PS: Isn't your Fidelity "Vanguard Bond Index" is really Fidelity US Bond Index: FBIDX which has recently been renamed the Fidelity Spartan US Bond Index fund?
 
I have a 403(b) at TIAA-CREF and a 401(k) at Fidelity. Fidelity is cheaper for me with expense ratios between 0.1% and 0.22%. I have access to 4 Fidelity Spartan index funds that cover all US stocks, large-cap foreign developed, and the US bond index. One doesn't really need much else, but get the missing stuff in an IRA or taxable account easily, cheaply, and tax efficiently. I avoid the Fidelity actively-managed funds along with their higher expense ratios.

PS: Isn't your Fidelity "Vanguard Bond Index" is really Fidelity US Bond Index: FBIDX which has recently been renamed the Fidelity Spartan US Bond Index fund?

It may not be. I have the Vanguard TBM Index fund - institutional version - in my Fidelity 403b/a.

DD
 
The one thing I see in many 401K plans is access to lower expense PIMCO funds. I've never owned PIMCO funds because the ER on most retail funds is pretty high especially compared to the ER for institutional PIMCO funds.

If you plan on having a high bond exposure than leaving money in your 401K makes sense for funds like PIMCO as well as DFA.
 
Since I ER'd two weeks ago, I automatically assumed that I would roll my Fidelity 401k into my IRA, since I wanted more investment options and I wanted to reduce costs. So this morning, I spent several hours looking at each of my 401k funds - both their expense ratio's and performance over 1,3,5 and 10 years (if available). I was very surprised - twice. First my expense ratio (of 6 funds) computed to a weighted average of .85% (none are Fidelity funds and none are index funds) which was a little higher than I thought. Then I looked at the perfomrance figures and was amazed to see that in 22 total performance measurement periods, my 401k funds beat the benchmark 19 times.

So, the moral of the story is not to jump the gun on an automatic rollover. My 401k has some excellent institutional funds that do very well, in which I couldn't invest in individually.

My 401k also allows for partial rollover's, so I may look at that option.
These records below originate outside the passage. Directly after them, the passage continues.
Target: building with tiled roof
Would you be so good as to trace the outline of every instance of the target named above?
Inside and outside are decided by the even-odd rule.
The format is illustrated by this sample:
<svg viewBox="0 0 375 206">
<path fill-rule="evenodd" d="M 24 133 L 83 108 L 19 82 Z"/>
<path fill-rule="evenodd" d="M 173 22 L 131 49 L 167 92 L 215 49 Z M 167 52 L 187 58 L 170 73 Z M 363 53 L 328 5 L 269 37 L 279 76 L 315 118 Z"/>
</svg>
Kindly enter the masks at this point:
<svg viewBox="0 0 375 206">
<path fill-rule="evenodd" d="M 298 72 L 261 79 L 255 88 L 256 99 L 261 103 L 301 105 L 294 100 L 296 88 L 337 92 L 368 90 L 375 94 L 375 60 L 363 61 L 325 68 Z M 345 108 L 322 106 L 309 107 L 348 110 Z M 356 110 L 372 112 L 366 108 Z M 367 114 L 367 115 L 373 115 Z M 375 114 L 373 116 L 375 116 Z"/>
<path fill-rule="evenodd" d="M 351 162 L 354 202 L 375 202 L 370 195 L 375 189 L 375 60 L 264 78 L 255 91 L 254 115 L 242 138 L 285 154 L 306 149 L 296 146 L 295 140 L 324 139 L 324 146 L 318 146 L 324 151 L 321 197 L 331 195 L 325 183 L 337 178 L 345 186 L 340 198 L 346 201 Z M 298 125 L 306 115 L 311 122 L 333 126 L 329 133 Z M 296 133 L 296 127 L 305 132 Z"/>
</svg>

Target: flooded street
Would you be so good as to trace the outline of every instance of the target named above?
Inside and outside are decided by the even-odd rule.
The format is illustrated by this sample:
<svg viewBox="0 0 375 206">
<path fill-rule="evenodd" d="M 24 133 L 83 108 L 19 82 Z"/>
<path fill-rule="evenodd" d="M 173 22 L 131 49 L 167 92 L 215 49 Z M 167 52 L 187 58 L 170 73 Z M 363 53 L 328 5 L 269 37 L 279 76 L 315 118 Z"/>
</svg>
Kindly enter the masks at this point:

Plus being 55 this year, I am eligible for withdrawals between now and 59.5 without the penalty, but only if I don't roll it into an IRA. Like many financial decisions, a few things to think about.
 
It may not be. I have the Vanguard TBM Index fund - institutional version - in my Fidelity 403b/a.

DD

Yes, it's the same with my state DC plan with Fidelity. They offer Vanguard TB Index which I thought was weird, but it's there in black and white. The ER is 0.22% and the only other inexpensive fund they offer is Fidelity Spartan 500 at 0.1%. If I was to transfer from TIAA to Fidelity they would be the only two funds I'd buy as all the others have higher ERs than the TIAA equivalents.

My current TIAA funds have ERs around 0.44% and I get quite a bit of choice. I also have access to the ultimate stable value fund in TIAA traditional and as I might be buying an annuity to cover basic expenses I think I'll stay with TIAA as the annuity path is simple and low cost with them.